Species of gastropod

Urosalpinx haneti is a species of sea snail, a marine gastropod mollusc in the family Muricidae, the murex snails or rock snails.

==Description==
The length of the shell varies between 24 mm and 34 mm.

(Described as Urosalpinx rushii Pilsbry, 1897) The shell is shortly fusiform, thick and solid, white under a dull light brown epidermis. It contains about 6 whorls (?), the earliest whorl is convex and smooth, the rest sculptured and convex. The body whorl is convex and robust, excavated below.

Sculpture : numerous low longitudinal folds, quite distinct and regular on the whorls of the spire, but subobsolete on the body whorl. The spiral cords number about 43 on the body whorl, every fourth cord decidedly wider and more prominent, the middle one of the three intervening larger than the other two. On the spire, or in young specimens, the spirals are alternately larger and smaller.

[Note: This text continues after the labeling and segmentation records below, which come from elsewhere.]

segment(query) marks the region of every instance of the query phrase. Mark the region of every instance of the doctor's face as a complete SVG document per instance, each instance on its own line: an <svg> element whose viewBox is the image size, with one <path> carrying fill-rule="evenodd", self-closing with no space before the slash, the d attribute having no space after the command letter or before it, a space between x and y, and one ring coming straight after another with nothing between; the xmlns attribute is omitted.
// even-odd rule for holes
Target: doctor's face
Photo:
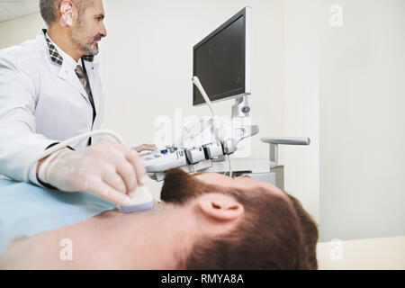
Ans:
<svg viewBox="0 0 405 288"><path fill-rule="evenodd" d="M84 55L98 54L98 42L103 37L107 36L104 23L104 14L102 0L93 0L85 11L78 12L72 40Z"/></svg>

The surface is roughened and minutely lamellose throughout. The long, oval aperture is pure white within, about three-fifths the total altitude of shell. The siphonal canal is contracted, narrow, considerably recurved, about one-third as long as the open portion of the aperture. The outer lip is thick, with about 7 low denticles within. The columella is straight and vertical. The umbilical chink is minute. The umbilical region is large, excavated, surrounded by a convex, prominent siphonal funicle. The operculum is very thin, with the nucleus near the base.

==Distribution==
This marine species occurs off Uruguay and Brazil.